Meet Helen’s Flying Frog (Rhacophorus helenae). A huge, green, “flying” frog that, up until now, was completely unknown to science.
At first it may seem strange that such a fantastic and obvious frog (up to almost 10 cm body length) could escape discovery until now, less than 100 km from an urban centre with over 9 million people. But these frogs are called Flying Frogs for a reason, and it’s their arboreal nature that likely kept them out of view from biologists for so long.
The term “Flying Frog” is used to describe many frogs in the genus Rhacophorus, but Helen’s Flying Frog belongs to the group of frogs that have the greatest ability glide. Armed with large hands and feet that are fully webbed, and even having flaps of webbing on the outside of their arms, Helen’s Tree Frog is able glide gracefully down from trees to breed in forest pools, and probably even glide from tree to tree. Because they likely spend most of the time in the forest canopy, they’ve remained largely out of sight.
To date, Helen’s Tree Frog is still only known from two patches of lowland forest surrounded by a sea of agricultural land in southern Vietnam. Lowland forests are among the most threatened habitats in the world, largely because they are so accessible (no mountains for people to scale in order to get there!).
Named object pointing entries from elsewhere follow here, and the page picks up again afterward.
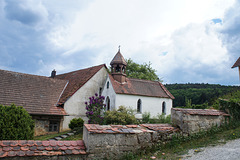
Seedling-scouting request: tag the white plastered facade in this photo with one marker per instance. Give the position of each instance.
(75, 105)
(153, 105)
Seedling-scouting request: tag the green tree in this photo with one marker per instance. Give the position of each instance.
(141, 71)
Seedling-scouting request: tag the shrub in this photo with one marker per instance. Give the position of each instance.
(146, 117)
(162, 118)
(15, 123)
(76, 123)
(122, 116)
(94, 108)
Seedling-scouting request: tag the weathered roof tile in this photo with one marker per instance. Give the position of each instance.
(141, 87)
(76, 80)
(35, 148)
(207, 112)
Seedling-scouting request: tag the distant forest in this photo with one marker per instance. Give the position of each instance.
(198, 93)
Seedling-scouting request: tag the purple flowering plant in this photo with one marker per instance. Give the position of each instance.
(94, 108)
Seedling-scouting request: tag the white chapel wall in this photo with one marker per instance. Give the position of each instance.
(149, 104)
(75, 105)
(109, 92)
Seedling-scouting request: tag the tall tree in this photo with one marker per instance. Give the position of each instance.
(141, 71)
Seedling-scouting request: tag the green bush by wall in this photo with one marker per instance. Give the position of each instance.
(15, 123)
(122, 116)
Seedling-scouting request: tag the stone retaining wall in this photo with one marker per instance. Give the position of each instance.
(113, 141)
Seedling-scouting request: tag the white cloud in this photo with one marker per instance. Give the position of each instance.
(176, 36)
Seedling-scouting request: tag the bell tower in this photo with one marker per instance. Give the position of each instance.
(118, 67)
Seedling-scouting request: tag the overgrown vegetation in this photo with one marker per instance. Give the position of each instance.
(76, 123)
(122, 116)
(15, 123)
(160, 118)
(141, 71)
(181, 144)
(198, 93)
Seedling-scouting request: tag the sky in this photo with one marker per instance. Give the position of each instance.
(187, 41)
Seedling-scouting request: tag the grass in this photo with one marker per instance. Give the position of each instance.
(176, 151)
(49, 136)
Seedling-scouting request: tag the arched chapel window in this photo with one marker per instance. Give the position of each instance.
(139, 106)
(118, 69)
(164, 108)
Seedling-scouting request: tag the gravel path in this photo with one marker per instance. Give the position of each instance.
(228, 151)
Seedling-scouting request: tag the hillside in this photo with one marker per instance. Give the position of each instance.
(198, 93)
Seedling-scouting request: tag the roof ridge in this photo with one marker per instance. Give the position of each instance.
(137, 79)
(166, 91)
(31, 75)
(70, 91)
(81, 69)
(237, 63)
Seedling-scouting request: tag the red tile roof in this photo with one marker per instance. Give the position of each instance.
(204, 112)
(141, 87)
(76, 80)
(22, 148)
(237, 63)
(132, 129)
(37, 94)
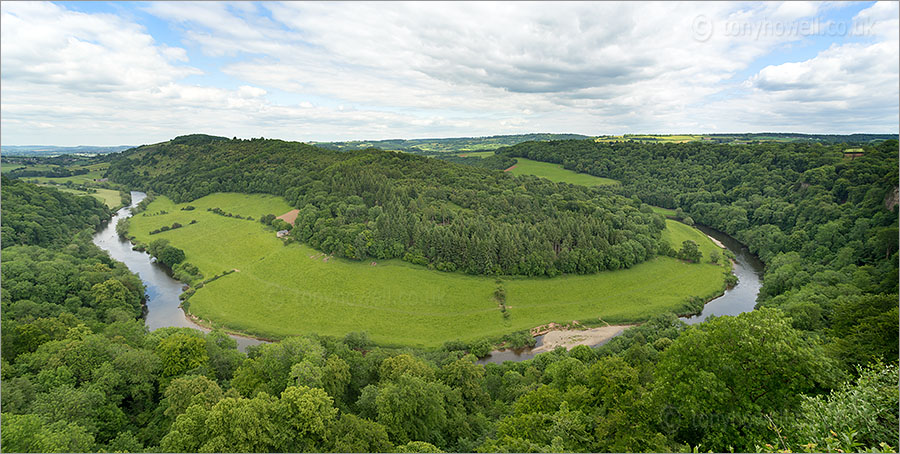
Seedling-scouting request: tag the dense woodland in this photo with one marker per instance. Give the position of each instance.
(384, 205)
(813, 369)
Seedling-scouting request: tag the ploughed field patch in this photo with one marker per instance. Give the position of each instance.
(288, 289)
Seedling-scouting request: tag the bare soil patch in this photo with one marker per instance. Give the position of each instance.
(571, 338)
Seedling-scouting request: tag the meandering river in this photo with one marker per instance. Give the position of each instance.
(741, 298)
(163, 305)
(162, 290)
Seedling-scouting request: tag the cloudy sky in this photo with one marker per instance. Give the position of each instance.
(108, 73)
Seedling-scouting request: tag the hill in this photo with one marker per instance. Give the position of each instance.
(383, 205)
(445, 145)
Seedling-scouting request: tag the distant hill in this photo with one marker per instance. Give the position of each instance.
(49, 150)
(445, 145)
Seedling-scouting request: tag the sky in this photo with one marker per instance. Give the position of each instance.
(131, 73)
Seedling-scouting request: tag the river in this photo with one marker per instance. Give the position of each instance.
(162, 290)
(741, 298)
(163, 305)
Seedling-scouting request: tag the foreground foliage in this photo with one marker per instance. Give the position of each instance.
(80, 372)
(383, 205)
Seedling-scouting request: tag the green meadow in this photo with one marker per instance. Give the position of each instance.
(668, 212)
(476, 154)
(280, 290)
(95, 171)
(110, 197)
(556, 172)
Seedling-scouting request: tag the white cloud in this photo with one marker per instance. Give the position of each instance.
(373, 70)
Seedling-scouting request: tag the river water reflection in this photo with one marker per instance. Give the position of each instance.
(162, 290)
(741, 298)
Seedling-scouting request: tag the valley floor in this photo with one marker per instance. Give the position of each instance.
(281, 290)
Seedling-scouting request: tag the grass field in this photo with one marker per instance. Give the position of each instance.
(95, 171)
(110, 197)
(476, 154)
(283, 290)
(650, 138)
(663, 211)
(556, 172)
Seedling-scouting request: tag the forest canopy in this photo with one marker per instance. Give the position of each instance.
(377, 204)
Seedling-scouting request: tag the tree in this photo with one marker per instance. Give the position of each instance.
(180, 353)
(170, 256)
(690, 252)
(716, 382)
(857, 416)
(354, 434)
(305, 416)
(411, 408)
(31, 433)
(184, 392)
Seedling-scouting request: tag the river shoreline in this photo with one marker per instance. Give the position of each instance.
(163, 306)
(161, 299)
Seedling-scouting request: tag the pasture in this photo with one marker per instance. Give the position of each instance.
(280, 290)
(556, 172)
(668, 212)
(476, 154)
(110, 197)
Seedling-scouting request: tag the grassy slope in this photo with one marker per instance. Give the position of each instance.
(110, 197)
(284, 290)
(556, 172)
(676, 233)
(663, 211)
(477, 154)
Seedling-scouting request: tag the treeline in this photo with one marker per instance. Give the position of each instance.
(43, 216)
(81, 373)
(825, 225)
(376, 204)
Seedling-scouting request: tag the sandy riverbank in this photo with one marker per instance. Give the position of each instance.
(572, 338)
(717, 242)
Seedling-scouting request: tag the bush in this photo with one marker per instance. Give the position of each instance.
(690, 252)
(480, 348)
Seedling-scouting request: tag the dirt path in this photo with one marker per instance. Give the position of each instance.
(572, 338)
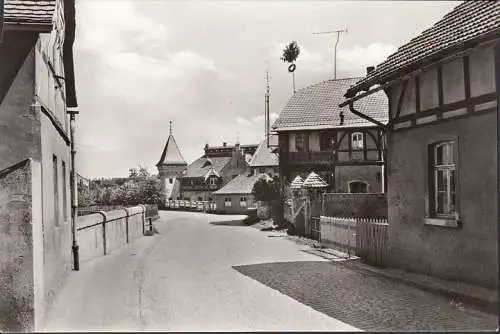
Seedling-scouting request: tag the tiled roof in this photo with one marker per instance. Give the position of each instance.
(264, 156)
(317, 107)
(314, 181)
(200, 167)
(29, 12)
(467, 23)
(242, 184)
(297, 183)
(171, 154)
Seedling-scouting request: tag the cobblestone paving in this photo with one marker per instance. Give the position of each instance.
(366, 301)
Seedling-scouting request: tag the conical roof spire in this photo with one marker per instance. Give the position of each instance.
(171, 154)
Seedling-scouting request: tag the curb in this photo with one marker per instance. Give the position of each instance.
(482, 304)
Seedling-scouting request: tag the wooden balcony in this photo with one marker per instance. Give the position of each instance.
(322, 157)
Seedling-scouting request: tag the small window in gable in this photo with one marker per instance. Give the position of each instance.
(357, 141)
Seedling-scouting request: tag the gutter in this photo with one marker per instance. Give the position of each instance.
(408, 76)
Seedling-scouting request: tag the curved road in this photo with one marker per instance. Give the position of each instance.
(183, 280)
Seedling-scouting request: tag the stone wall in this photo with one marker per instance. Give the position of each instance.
(102, 233)
(20, 246)
(355, 205)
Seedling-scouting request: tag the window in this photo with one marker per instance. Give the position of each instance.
(56, 190)
(65, 192)
(443, 179)
(326, 141)
(357, 141)
(300, 142)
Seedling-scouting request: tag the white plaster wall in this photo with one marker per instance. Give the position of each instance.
(314, 142)
(409, 106)
(453, 81)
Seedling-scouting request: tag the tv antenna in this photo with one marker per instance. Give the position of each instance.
(338, 32)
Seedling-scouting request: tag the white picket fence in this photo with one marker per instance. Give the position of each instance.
(364, 237)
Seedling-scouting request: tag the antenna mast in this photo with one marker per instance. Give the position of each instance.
(338, 32)
(266, 116)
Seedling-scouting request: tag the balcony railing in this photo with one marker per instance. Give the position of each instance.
(306, 157)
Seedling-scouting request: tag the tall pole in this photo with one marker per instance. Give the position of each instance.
(335, 48)
(74, 192)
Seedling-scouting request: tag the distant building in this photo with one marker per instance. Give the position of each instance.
(265, 160)
(37, 87)
(236, 196)
(442, 142)
(170, 167)
(213, 170)
(315, 134)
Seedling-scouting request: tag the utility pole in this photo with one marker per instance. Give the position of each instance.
(74, 191)
(266, 108)
(338, 32)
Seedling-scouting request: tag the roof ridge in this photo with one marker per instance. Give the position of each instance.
(327, 80)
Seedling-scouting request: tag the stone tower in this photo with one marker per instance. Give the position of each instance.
(170, 167)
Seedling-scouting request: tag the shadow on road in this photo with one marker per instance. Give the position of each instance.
(234, 222)
(364, 301)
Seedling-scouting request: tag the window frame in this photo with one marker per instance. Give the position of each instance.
(444, 167)
(301, 138)
(358, 181)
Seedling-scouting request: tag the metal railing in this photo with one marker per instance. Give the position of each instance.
(203, 206)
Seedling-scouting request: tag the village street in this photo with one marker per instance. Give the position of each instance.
(208, 272)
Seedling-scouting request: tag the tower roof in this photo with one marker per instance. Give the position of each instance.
(171, 154)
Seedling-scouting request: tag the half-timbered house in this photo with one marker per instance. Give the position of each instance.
(315, 134)
(442, 144)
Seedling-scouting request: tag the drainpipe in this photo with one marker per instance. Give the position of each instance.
(384, 128)
(74, 192)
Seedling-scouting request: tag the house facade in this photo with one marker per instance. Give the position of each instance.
(213, 170)
(170, 168)
(236, 196)
(442, 145)
(36, 89)
(315, 134)
(265, 160)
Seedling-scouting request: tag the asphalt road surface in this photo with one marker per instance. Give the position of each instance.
(186, 279)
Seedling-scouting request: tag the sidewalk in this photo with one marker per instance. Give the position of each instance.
(483, 298)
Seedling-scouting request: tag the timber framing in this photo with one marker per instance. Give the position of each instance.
(467, 104)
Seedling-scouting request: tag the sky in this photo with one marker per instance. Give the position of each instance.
(202, 65)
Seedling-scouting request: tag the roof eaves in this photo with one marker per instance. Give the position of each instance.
(380, 78)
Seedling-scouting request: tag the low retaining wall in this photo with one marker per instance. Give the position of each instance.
(366, 238)
(100, 233)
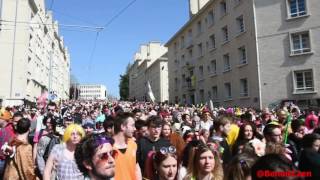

While Helen’s Tree Frog has only just been discovered by biologists, unfortunately this species, like many others, is under great threat from ongoing habitat loss and degradation.
Our discovery was a collaboration between biologists at the Australian Museum (Sydney, Australia), the University of Science–Ho Chi Minh City (Ho Chi Minh City, Vietnam), and Zoologisches Forschungsmuseum Alexander Koenig (Bonn, Germany); and supported by funding from Ocean Park Conservation Foundation Hong Kong, ADM Capital Foundation, The John D. and Catherine T. MacArthur Foundation, the University of Science Ho Chi Minh City, the Ministry of Education and Training of Vietnam, and the German Academic Exchange Service (DAAD).